Here is the stake: this is a group now linked to six deaths across the country — including the January 2025 shooting death of U.S. Border Patrol Agent David Maland in Vermont. Zajko herself is charged with providing the gun that killed him. Yet all three outlets covering this charge — the Atlanta Journal-Constitution, the Boulder Daily Camera, and WDIV ClickOnDetroit — bury the Zizians' ideology in a single passing clause, if they mention it at all.
What the Zizians actually believe matters. According to the Daily Camera and WDIV, the group consists of "young, highly intelligent computer scientists who appear to share radical beliefs about veganism, animal rights, gender identity and artificial intelligence." That one sentence is all you get from the mainstream press. No further exploration of the online radicalization pipeline that produced this sect. No examination of how extreme animal-rights ideology and gender-identity fixation fused into something lethal. No curiosity about the AI-obsessed worldview that apparently justifies killing your own parents on your birthday.
The group's leader, Jack "Ziz" LaSota — referred to with female pronouns by attorneys, consistent with the group's gender-identity radicalism — was arrested alongside Zajko and Daniel Blank in Maryland in February 2025 after a landowner complained about suspicious people parked in box trucks on his property. Police described them as having "ties with the Zizians Cult," the AJC reported. All three face state charges of trespassing and illegal gun and drug possession; LaSota faces an additional federal charge of illegal gun possession by a fugitive. A judge has granted a competency evaluation for LaSota in the federal case.
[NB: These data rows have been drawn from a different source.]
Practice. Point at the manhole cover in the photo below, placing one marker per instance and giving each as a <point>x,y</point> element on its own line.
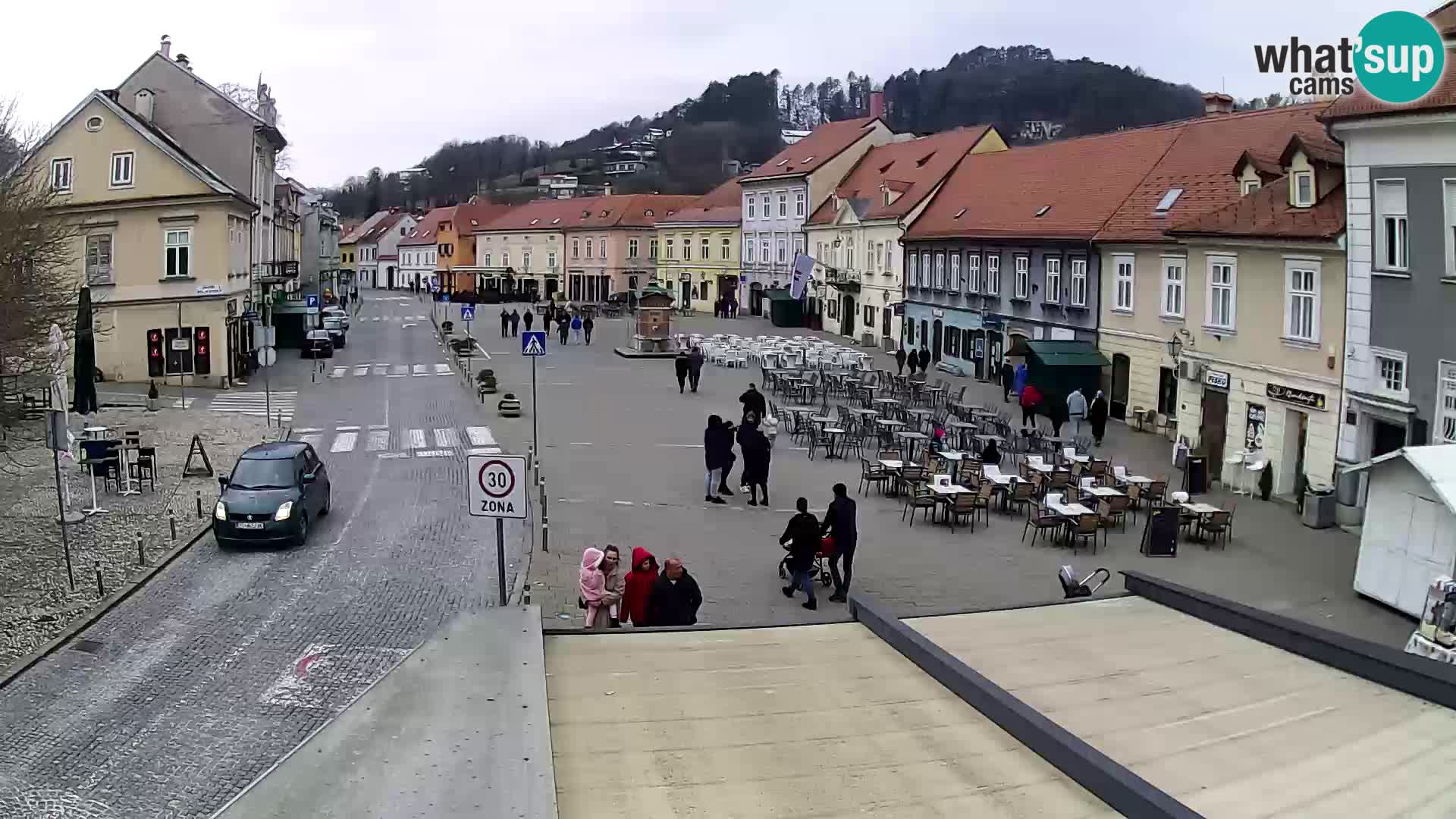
<point>89,646</point>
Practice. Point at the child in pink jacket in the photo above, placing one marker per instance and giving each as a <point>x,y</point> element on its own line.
<point>595,585</point>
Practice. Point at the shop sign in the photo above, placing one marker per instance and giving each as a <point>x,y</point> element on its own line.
<point>1298,397</point>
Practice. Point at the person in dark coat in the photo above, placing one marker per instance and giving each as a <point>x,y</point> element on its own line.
<point>717,458</point>
<point>695,368</point>
<point>801,538</point>
<point>682,365</point>
<point>1097,416</point>
<point>840,521</point>
<point>753,403</point>
<point>676,596</point>
<point>756,452</point>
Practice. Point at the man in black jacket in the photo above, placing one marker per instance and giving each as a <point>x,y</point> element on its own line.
<point>676,596</point>
<point>840,521</point>
<point>802,538</point>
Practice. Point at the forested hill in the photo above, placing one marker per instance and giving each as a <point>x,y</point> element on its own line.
<point>1024,91</point>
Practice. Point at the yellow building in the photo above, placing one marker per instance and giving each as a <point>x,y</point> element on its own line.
<point>164,242</point>
<point>696,248</point>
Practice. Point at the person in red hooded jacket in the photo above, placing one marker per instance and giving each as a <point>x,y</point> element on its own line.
<point>639,588</point>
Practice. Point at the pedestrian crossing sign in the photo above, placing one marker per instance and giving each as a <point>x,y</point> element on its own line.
<point>533,343</point>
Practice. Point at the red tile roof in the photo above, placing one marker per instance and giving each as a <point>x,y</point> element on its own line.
<point>814,150</point>
<point>424,232</point>
<point>1267,215</point>
<point>913,168</point>
<point>721,205</point>
<point>1082,180</point>
<point>1199,162</point>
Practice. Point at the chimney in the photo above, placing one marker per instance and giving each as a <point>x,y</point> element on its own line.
<point>877,104</point>
<point>1216,102</point>
<point>145,104</point>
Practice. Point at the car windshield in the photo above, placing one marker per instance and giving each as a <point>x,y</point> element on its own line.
<point>262,474</point>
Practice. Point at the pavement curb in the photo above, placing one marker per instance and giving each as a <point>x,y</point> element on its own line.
<point>98,611</point>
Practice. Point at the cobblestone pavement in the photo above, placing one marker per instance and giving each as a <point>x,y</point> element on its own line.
<point>226,661</point>
<point>623,465</point>
<point>36,596</point>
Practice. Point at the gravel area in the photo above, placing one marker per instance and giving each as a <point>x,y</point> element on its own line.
<point>36,596</point>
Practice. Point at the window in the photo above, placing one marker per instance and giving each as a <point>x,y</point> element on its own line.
<point>1304,188</point>
<point>98,259</point>
<point>1123,297</point>
<point>1389,373</point>
<point>1222,297</point>
<point>1052,292</point>
<point>61,175</point>
<point>178,253</point>
<point>1389,207</point>
<point>1022,280</point>
<point>121,168</point>
<point>1174,276</point>
<point>1446,403</point>
<point>1302,300</point>
<point>1079,283</point>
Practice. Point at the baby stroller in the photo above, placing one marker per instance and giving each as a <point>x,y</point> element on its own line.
<point>820,566</point>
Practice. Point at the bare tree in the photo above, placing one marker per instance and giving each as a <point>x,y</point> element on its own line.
<point>36,253</point>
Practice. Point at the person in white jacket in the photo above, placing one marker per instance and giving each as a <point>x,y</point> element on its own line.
<point>1076,410</point>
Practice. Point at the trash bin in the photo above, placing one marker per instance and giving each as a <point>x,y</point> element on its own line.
<point>1320,504</point>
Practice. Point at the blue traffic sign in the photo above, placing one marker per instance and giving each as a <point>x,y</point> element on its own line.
<point>533,343</point>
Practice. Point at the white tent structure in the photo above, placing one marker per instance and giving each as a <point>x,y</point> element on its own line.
<point>1410,525</point>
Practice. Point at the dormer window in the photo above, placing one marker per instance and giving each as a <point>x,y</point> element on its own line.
<point>1304,188</point>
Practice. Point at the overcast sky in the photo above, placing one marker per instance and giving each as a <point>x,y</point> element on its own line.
<point>370,82</point>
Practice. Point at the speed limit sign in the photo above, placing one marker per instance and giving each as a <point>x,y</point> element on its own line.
<point>497,485</point>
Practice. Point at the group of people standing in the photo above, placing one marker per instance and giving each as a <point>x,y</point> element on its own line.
<point>644,596</point>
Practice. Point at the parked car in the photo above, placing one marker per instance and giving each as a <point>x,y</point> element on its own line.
<point>271,496</point>
<point>316,344</point>
<point>337,312</point>
<point>337,334</point>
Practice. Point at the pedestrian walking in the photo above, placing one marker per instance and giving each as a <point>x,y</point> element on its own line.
<point>1097,416</point>
<point>756,452</point>
<point>695,366</point>
<point>717,457</point>
<point>801,537</point>
<point>593,585</point>
<point>676,596</point>
<point>842,522</point>
<point>638,592</point>
<point>682,365</point>
<point>1076,410</point>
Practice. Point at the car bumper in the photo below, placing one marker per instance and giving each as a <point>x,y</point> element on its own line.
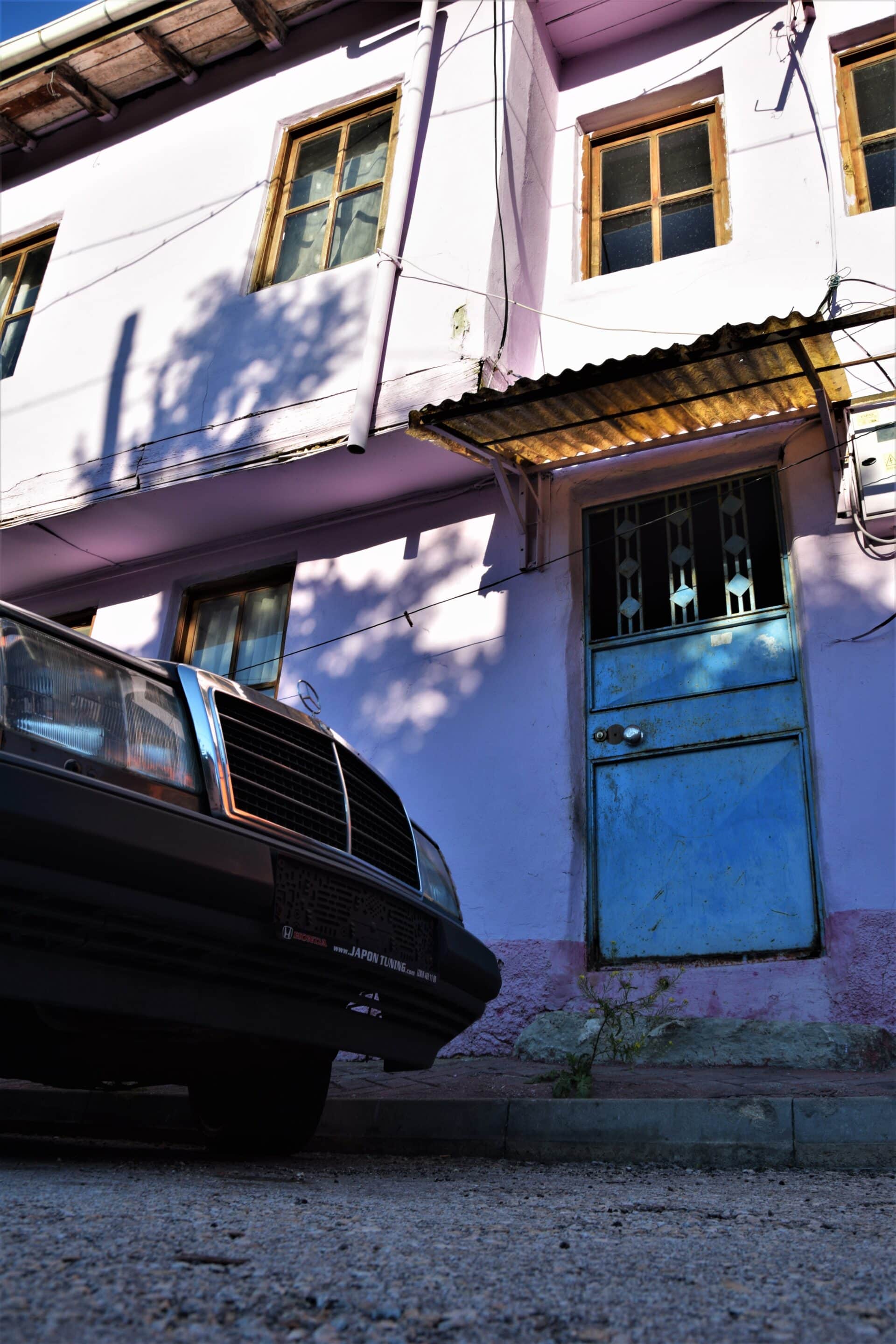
<point>120,905</point>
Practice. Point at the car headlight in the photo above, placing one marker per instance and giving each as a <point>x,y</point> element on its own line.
<point>436,879</point>
<point>92,706</point>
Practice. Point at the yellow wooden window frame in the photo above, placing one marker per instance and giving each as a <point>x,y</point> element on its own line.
<point>852,143</point>
<point>21,251</point>
<point>277,209</point>
<point>598,143</point>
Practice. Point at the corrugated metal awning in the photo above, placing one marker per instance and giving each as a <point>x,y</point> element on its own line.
<point>739,374</point>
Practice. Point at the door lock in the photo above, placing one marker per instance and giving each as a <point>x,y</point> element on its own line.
<point>616,734</point>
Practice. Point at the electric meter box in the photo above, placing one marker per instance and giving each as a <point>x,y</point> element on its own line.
<point>874,451</point>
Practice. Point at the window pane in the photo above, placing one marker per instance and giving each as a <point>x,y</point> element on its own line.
<point>14,334</point>
<point>688,226</point>
<point>31,277</point>
<point>880,168</point>
<point>876,96</point>
<point>357,224</point>
<point>625,175</point>
<point>315,170</point>
<point>626,241</point>
<point>216,632</point>
<point>301,245</point>
<point>7,274</point>
<point>366,151</point>
<point>261,637</point>
<point>684,159</point>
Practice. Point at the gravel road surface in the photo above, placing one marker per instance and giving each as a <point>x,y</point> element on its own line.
<point>129,1245</point>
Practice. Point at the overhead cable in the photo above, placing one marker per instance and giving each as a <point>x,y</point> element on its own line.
<point>484,588</point>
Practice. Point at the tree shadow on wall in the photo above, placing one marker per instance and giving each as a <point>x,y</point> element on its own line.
<point>227,389</point>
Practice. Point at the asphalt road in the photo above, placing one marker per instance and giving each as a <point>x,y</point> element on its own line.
<point>115,1244</point>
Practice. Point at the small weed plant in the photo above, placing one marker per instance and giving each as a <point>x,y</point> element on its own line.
<point>620,1019</point>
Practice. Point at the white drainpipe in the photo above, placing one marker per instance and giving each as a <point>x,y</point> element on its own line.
<point>387,269</point>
Zajko has denied any involvement in her parents' deaths. In court filings, she suggested her father killed her mother and then himself. "I didn't murder my parents," she wrote in an April 2025 "Open Letter to the World." She has also claimed authorities arrested the Maryland trio to prevent them from exonerating Teresa Youngblut, who has pleaded not guilty to murder in the Vermont Border Patrol shootout and could face the death penalty if convicted.
The body count tied to this online cult now stands at six: a California landlord killed after the group attacked him, one of their own killed during that attack, the Zajkos in Pennsylvania, and the Vermont shootout that killed Agent Maland and another Zizian. Yet the framing across all three outlets treats the ideology as an afterthought — a curiosity to be noted and then dropped.
The AJC, for its part, delivered the most garbled account, with portions of its text appearing reversed or corrupted — a fitting metaphor for how the establishment handles radicalism that doesn't fit the preferred narrative of right-wing extremism.
LaSota's attorneys say their client eschews the term "Zizian" and denies forming a cult. That is the defense's right. But the public has a right to understand what ideas produced six corpses and a dead federal agent — and the press has an obligation to explain it.
The question the outlets won't ask: if this cult's ideology centered on anything other than progressive-adjacent fixations — veganism, gender identity, AI — would the details still be this buried?